The TMSPARQL language as presented here does not have direct support for variants (this is due to the mapping performed in our underlying topic map system that converts names, occurrences and variants into "topic property" items). A truly TMDM-compliant version of the language might add support for variants by adding a tms:variant predicate type and defining an appropriate traversal (from name item or variant item to variant item).

Conclusion

TMSPARQL shows some promise for helping topic map repositories easily act as full citizens on the Linked Data Web providing a SPARQL query endpoint which, with only a little careful ontology mapping can be made to appear exactly like an RDF data store. The advantages here are primarily for the consumers of linked data - giving them only one query language to learn (SPARQL) and the ability to combine query results from both topic maps and RDF repositories as well as the various databases and other data stores that now expose SPARQL endpoints. As well as the obvious interoperability benefits, TMSPARQL is also a clean small query language that is relatively easy to learn to write and to reason about which, we hope, should be able to cope with the majority of real-world topic map query use cases.

Further Examples

Here are a few additional sample queries to give a feel for how SPARQL can be used to query a topic map. For compactness I haven't included the PREFIX declarations.

Filtering Values

The FILTER construct in SPARQL can be used to restrict the results set in various ways. E.g.

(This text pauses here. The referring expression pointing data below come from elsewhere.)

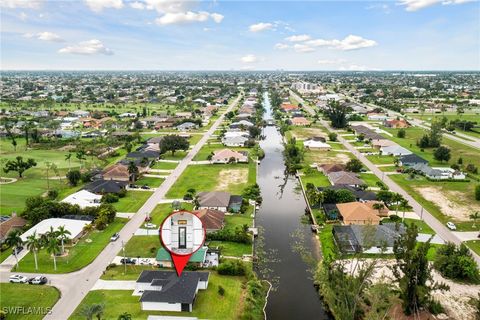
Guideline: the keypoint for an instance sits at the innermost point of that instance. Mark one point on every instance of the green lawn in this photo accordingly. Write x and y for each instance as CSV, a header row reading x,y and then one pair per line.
x,y
208,304
165,165
213,177
208,149
133,201
232,249
142,246
80,255
152,182
15,295
474,245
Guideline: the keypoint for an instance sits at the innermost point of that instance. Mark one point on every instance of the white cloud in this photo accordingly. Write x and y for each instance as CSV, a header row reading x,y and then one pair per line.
x,y
298,38
333,61
249,58
99,5
281,46
138,5
27,4
414,5
350,42
89,47
217,17
261,26
302,48
44,36
188,17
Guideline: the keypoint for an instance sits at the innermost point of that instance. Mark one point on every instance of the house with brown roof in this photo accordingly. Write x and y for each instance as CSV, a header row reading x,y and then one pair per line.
x,y
9,225
300,121
212,219
331,167
357,213
344,178
229,156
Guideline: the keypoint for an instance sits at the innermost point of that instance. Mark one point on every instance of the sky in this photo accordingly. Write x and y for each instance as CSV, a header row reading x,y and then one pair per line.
x,y
240,35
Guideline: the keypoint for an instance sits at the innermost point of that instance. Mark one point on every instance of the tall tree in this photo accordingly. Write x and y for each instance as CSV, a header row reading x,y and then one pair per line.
x,y
412,271
19,165
34,244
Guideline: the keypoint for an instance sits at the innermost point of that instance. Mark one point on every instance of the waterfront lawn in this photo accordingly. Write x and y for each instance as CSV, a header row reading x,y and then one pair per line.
x,y
152,182
164,165
142,246
464,189
80,255
208,304
17,295
232,178
231,249
206,150
163,210
133,201
474,245
316,177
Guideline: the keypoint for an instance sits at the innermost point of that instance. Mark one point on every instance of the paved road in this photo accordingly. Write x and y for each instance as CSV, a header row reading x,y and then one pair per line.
x,y
436,225
75,286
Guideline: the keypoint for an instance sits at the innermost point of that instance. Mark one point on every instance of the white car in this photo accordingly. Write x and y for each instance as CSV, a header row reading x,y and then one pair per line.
x,y
16,278
451,226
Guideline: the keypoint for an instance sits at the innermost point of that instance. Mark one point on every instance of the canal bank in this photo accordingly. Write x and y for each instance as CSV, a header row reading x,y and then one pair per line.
x,y
280,217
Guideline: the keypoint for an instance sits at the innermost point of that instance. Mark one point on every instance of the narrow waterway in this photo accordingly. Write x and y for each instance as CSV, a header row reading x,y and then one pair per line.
x,y
280,217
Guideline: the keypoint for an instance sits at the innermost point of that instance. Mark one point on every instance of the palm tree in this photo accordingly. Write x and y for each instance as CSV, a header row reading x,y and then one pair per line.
x,y
68,157
53,248
474,217
34,244
63,234
14,240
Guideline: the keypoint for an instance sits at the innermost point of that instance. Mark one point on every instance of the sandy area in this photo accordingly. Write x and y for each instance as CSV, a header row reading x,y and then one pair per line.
x,y
451,203
455,301
231,176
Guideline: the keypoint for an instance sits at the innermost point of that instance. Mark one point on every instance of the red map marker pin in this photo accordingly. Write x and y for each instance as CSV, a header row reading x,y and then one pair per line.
x,y
182,233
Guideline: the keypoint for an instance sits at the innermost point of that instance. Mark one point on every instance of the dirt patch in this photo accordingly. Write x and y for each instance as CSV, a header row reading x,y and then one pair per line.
x,y
456,300
231,176
451,203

SELECT ?person ?age WHERE {

?person ont:age ?age .

FILTER ((?age<40 && ?age > 18) || (?age = 50))

}

Find all people aged between 18 and 40 or exactly 50 years old.

SPARQL includes a number of predefined filter functions including URI validation and regular expression pattern matching. E.g.


SELECT ?person ?website WHERE {

?person ont:web ?website .

FILTER isuri(?website)

}

Find all ont:person topics with an ont:web property whose value is a URI.


SELECT ?person ?site WHERE {

?person a ont:person

OPTIONAL {

?person ont:website ?site

}

FILTER (regex(?site, "^http://"))

}

Find all ont:person topics with an ont:web property whose value starts with the string "http://".

Optional Matches

The OPTIONAL construct in SPARQL means that not all variables need to be bound by a pattern match:


SELECT ?person ?site WHERE {

?person a ont:person

OPTIONAL {

?person ont:website ?site

}

}

Find all topics of type ont:person and return the value of their ont:website property if they have one.

The OPTIONAL construct can also be combined with the bound() FILTER function:


SELECT ?person ?site WHERE {

?person a ont:person

OPTIONAL {

?person ont:web ?site

}

FILTER (!bound(?site))

}

Find all topics of type ont:person that do not have an ont:website property.

TMDM Queries

Using the special predefined TMSPARQL predicates it is possible to query the topic map data model at a more detailed level.

Reification


SELECT ?ageProperty ?ageValue ?ageReifier WHERE {

?ageProperty a ont:age .

?ageProperty tms:value ?ageValue

OPTIONAL { ?ageProperty tms:reifier ?ageReifier }

}

Find all names and occurrences of type ont:age, returning the item itself, the value and the reifying topic of the property if it is reified.

Associations


SELECT ?assoc, ?assocType, ?roleType WHERE {

?assoc a ?assocType .

?assoc tms:role ?rolePlayed .

?rolePlayed tms:player inst:12345 .

?rolePlayed a ?roleType

}

Find all associations in which the topic identified by the CURIE inst:12345 is a role player, returning the association item, the association type and the type of role played by the inst:12345 topic.

Scope


SELECT ?place, ?name WHERE {

?place a ont:place .

?place tms:topicProperty ?prop .

?prop a tm:displayName .

?prop tms:scope lang:de

}

Find all topics of type ont:place that have a property of type tm:displayName scoped by lang:de.